広島カープがリーグ優勝を決め、連覇を達成した。まさに、カープ旋風ここに極まれりという様相だが、心配事がないではない。
リーグ1位の広島が出場する「クライマックスシリーズ ファイナルステージ」は、カープの本拠地「マツダスタジアム」で行われるのだが、一躍、強豪チームとなり有頂天になった広島ファンの「本拠地での観戦マナー」が問題視されている。スポーツライターがこう言う。
「昨年あたりから言われていることですが、マツダスタジアムのビジター応援席に空席が目立つんですよ」
ビジター応援席とは、外野応援席の一角で、対戦するビジターチームのファンがユニフォームを着て応援するための席。その中で広島ファンがユニフォームを着用しているのはマナー違反ということになる。
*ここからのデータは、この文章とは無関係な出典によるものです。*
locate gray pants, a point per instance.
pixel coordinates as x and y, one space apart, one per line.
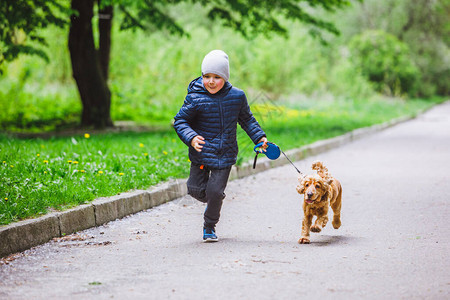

スポーツライターが続ける。
「通常の応援席を買えなかったファンや、そもそも相手チームのファンを締め出そうとする勢力が、ビジター応援席のチケットを買い占めているようなんです。その証拠に、席に座らずに通路で立って応援している広島ファンがすごく多い。一野球ファンとして、すごく寂しい現象ですよね」
2005年、ボビー・バレンタイン監督のもと、日本一までを駆け抜けたのは千葉ロッテマリーンズだが、その勝利の美酒に酔いしれた「日本一のファン」は、数年後に選手を中傷する横断幕を試合中に掲げるまでに増長し、問題となった。えてして弱小チームが急に強豪の仲間入りをすると、ファンの気持ちが“インフレ”を起こすものなのかも知れない。
「伏線になっているのは、2015年に日本球界復帰した黒田博樹投手だと思っています。MLBヤンキースから20億円を超えるオファーを受けていながら、『帰ってくる』という約束を果たすために5億を提示した広島に復帰したんですが、この一連の経緯をもって、黒田投手には『男気』という冠が掲げられ、何もかもが無条件に正しいという世論になった気がしてならないんです」(前出・スポーツライター)
最近の言葉で言えば「大正義」。実際、黒田入団の効果と言わんばかりに勢いづき、2016年に25年ぶりとなる優勝を果たした。
「象徴的だったのは、2015年4月の広島対阪神戦。阪神先発の藤浪が、送りバントの構えをする打者・黒田に対し、2球インコースを続けた際、黒田が激怒してマウンドの藤浪に詰め寄っていくというシーンがありました。この一件が、今シーズン精彩を欠く藤浪のトラウマとさえ言われていますが、当時21歳、3年目の若い投手に、メジャーも経験した大ベテランがキレたわけです。しかしこれすら、『未来を担う若者への熱い檄』と美談に仕立て上げられ、あるいは『ノーコンの若造が球界の至宝に怪我をさせるところだった』などと言われたりもしたんです。疑いもなく黒田は、広島は常に正しいとする雰囲気に違和感を覚えました」(前出・スポーツライター)
今シーズン、「神ってる」どころではない圧倒的な強さを見せた広島カープ。ゆめゆめ、その栄光をファンが貶めるようなことがあってはならない。